NECROMANCER
ゴードン・R・ディクスン
1962
「チャイルド・サイクル」シリーズのひとつ。前日譚にあたるのかな。原題は「魔術師あるいは予言者」。時代は21世紀、宇宙時代の幕開けである。主人公のポール・フォーメインは鉱山技師。人口増加で求職難の地球において、鉱山技師は特殊能力者であり、その人材確保に苦労していた。5年前の海難事故で幻聴などに悩まされていたポールは、厳しい学業と訓練により手にした鉱山技師の職でいよいよ鉱山に降りる日が来た。幻聴はささやく。「降りてはいけない」と。その言葉通り、彼は事故に遭い、片腕を失ってしまう。そして、ポールの残された右腕は信じられないほどに発達し、そもそもの頑健強力な身体に常人を超えた右腕を持つ男になったのである。左手の再生は通常の方法ではうまくいかず、ポールは「第二の法則」と呼ぶ人間の真の力を引き出すことを標榜する礼拝ギルドの元を訪ねることにしたのだった。しかし、その礼拝ギルドは地球の管理社会や宇宙開発のあり方に対抗する組織の隠れ蓑であった。

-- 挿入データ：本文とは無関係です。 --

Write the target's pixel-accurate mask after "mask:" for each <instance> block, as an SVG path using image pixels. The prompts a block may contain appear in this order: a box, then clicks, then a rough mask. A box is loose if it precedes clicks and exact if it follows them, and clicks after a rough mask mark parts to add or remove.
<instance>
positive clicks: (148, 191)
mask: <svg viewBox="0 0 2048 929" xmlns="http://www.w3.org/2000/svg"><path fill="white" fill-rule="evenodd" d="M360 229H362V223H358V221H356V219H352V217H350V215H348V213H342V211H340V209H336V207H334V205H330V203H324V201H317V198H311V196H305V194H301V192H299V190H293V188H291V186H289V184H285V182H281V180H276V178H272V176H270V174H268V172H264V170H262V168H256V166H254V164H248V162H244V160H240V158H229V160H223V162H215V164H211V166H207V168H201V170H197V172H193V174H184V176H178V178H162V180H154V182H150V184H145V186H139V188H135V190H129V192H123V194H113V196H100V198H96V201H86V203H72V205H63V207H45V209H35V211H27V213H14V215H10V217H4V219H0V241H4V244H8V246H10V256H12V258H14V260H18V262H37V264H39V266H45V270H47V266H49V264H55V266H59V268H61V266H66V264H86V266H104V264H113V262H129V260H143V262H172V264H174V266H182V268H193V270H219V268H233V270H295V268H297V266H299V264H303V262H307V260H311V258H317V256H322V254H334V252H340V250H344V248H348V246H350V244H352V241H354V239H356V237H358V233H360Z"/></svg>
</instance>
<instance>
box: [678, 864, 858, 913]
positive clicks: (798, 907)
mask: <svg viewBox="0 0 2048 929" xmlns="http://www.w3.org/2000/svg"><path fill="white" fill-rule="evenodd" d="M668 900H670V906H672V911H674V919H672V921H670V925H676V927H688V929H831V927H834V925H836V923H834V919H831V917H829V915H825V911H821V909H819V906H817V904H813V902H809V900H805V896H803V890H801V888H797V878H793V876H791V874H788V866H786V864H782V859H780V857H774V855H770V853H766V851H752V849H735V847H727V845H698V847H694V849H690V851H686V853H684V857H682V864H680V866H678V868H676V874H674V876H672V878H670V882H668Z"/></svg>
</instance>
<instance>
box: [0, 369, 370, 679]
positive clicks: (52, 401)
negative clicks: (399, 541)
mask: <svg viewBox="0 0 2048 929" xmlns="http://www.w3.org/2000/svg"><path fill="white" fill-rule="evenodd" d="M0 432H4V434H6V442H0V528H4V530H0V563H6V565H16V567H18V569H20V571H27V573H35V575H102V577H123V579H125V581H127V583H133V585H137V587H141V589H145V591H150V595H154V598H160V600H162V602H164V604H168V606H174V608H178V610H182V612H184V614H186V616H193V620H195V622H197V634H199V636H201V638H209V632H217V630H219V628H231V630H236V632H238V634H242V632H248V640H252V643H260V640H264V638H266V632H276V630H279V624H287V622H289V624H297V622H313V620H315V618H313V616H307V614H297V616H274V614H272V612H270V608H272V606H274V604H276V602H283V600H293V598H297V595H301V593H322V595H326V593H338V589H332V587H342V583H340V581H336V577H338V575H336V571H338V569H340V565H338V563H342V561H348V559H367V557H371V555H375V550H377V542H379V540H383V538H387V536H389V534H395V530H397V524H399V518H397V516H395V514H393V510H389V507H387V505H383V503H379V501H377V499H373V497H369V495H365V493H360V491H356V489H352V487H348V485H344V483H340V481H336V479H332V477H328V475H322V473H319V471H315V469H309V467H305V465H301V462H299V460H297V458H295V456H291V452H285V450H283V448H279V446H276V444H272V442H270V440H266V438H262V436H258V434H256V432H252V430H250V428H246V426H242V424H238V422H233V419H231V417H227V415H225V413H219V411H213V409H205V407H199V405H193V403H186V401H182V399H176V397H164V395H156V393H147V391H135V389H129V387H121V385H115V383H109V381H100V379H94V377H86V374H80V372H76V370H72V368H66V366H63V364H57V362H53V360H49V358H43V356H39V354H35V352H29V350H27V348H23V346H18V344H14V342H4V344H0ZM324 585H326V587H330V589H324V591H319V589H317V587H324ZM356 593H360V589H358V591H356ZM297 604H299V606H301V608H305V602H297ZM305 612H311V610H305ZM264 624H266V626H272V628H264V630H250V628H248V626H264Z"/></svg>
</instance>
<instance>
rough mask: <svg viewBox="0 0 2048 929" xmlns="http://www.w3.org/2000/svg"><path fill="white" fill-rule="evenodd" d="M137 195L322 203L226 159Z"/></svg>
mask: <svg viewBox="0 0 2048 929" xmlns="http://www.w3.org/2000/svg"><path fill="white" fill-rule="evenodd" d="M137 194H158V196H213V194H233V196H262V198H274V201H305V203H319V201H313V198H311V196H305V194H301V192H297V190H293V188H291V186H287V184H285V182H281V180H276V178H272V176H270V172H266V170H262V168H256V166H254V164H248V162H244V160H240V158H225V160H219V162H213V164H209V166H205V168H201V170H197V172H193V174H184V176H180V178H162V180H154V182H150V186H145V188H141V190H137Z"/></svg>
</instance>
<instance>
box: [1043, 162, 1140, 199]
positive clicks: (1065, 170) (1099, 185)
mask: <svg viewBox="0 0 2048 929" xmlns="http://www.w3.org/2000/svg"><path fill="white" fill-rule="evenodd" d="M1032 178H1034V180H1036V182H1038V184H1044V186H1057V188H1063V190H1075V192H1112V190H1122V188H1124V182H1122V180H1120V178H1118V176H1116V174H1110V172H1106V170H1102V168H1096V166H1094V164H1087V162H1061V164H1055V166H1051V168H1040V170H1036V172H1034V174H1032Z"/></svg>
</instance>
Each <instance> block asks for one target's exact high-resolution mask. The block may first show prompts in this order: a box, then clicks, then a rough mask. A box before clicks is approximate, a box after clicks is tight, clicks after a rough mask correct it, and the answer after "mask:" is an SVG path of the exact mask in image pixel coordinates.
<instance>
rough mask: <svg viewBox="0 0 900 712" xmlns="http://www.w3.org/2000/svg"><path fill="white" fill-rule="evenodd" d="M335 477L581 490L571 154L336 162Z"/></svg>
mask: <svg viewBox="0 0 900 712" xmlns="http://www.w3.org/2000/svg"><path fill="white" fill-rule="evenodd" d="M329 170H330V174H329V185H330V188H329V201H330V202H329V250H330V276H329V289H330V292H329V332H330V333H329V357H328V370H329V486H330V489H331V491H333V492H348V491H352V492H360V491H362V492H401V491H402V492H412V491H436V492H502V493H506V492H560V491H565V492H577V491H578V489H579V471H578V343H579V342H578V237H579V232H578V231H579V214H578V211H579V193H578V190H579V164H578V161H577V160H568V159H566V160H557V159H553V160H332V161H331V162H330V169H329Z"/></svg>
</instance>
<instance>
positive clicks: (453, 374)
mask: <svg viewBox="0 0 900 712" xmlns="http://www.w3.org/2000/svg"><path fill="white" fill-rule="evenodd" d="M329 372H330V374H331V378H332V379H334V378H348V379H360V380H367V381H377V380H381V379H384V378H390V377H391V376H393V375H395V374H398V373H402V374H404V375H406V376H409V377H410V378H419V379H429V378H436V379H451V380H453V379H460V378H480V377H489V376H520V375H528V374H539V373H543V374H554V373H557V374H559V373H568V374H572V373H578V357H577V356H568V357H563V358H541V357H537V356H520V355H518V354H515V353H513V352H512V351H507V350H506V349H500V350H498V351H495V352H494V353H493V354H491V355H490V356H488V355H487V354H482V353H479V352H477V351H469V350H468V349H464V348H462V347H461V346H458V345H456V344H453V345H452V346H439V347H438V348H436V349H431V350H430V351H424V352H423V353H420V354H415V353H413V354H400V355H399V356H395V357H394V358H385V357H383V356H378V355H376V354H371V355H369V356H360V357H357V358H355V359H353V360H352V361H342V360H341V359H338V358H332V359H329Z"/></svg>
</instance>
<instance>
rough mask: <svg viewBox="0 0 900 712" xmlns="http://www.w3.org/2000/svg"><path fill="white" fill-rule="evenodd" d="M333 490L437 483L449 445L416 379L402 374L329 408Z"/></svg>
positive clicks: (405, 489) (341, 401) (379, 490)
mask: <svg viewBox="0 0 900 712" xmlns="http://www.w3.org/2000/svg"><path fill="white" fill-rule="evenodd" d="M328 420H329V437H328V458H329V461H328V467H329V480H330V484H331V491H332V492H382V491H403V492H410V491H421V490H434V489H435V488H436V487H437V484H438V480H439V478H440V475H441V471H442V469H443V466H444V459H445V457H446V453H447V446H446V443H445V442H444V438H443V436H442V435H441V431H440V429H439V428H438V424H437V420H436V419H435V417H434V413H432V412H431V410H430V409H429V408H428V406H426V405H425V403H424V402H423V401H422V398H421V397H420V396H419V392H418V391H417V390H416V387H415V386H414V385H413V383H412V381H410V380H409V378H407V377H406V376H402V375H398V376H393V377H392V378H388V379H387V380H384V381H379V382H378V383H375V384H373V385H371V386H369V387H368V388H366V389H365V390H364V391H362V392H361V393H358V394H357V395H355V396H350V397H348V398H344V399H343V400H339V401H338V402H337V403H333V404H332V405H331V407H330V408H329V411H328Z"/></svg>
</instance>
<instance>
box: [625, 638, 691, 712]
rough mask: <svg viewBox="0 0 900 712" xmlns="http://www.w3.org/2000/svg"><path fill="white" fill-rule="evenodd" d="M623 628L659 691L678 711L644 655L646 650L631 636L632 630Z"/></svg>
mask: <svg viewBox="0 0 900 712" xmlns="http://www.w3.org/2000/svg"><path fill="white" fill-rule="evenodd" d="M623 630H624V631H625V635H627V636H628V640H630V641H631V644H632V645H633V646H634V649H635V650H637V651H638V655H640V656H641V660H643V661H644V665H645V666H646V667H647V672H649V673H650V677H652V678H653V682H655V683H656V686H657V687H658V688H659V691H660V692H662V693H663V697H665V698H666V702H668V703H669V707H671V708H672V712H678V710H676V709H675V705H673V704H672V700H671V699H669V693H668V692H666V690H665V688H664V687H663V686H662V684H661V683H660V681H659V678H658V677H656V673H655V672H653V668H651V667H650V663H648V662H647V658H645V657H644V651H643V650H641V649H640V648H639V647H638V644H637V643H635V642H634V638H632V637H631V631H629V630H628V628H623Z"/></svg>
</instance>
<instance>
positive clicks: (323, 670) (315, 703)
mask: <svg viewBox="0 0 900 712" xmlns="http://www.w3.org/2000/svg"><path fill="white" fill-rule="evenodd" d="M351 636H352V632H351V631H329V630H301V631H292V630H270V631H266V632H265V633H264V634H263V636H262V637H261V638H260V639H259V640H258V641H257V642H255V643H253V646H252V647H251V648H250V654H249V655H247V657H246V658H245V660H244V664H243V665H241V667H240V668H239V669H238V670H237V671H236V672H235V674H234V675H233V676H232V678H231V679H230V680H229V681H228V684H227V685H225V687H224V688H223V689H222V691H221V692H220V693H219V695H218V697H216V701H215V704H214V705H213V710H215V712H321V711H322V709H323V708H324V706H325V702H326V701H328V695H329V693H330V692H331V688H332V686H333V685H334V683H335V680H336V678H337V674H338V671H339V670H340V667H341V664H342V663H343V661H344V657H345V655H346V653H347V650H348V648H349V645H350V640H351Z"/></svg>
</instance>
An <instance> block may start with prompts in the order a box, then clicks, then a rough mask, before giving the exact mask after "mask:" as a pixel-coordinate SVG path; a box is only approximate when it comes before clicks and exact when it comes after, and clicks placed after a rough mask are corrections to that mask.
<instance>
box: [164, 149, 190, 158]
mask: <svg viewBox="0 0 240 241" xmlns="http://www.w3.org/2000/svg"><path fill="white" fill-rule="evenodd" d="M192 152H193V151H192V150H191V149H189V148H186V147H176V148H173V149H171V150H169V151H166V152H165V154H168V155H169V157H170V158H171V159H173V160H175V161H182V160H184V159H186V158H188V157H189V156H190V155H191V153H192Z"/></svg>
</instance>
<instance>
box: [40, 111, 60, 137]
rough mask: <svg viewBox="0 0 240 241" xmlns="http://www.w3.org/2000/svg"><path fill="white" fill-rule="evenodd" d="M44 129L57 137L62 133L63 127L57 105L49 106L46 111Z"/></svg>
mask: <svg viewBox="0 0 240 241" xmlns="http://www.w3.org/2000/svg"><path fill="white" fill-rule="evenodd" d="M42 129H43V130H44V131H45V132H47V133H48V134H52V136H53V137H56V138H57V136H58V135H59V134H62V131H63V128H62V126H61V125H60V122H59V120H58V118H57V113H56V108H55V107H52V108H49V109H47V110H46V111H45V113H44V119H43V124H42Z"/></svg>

「ドルセイ!」で描かれた宇宙に拡散する過程で人類が12に分離するその背景を描いた作品である。
冷戦下のアメリカはソ連(ソヴィエト連邦)との核戦争の危機におびえていた。世界は第三次世界大戦の危機を迎えると同時に、ユーリ・ガガーリンが1961年に友人宇宙飛行を行ない、それがアメリカのアポロ計画をもたらし、宇宙開発競争がはじまった時期でもある。宇宙開発と戦争は双子である。核戦争の鍵を握る「大陸間弾道ミサイル」は、宇宙開発における「ロケット」そのものである。その発射技術、制御技術は、まったく同じと言ってもよい。1945年に第二次世界大戦が日本の降伏を持って終結し、国際連合が構成され、世界は統合を模索し平和を誓ったその舌の根も乾かぬうちから、全人類を破滅に追いやろうという軍拡と冷たい戦争をはじめたのである。
そういう時代感を踏まえて読めば、この作品の意義は格段に上がってくる。
そして、なんということだろう。21世紀の今でさえも。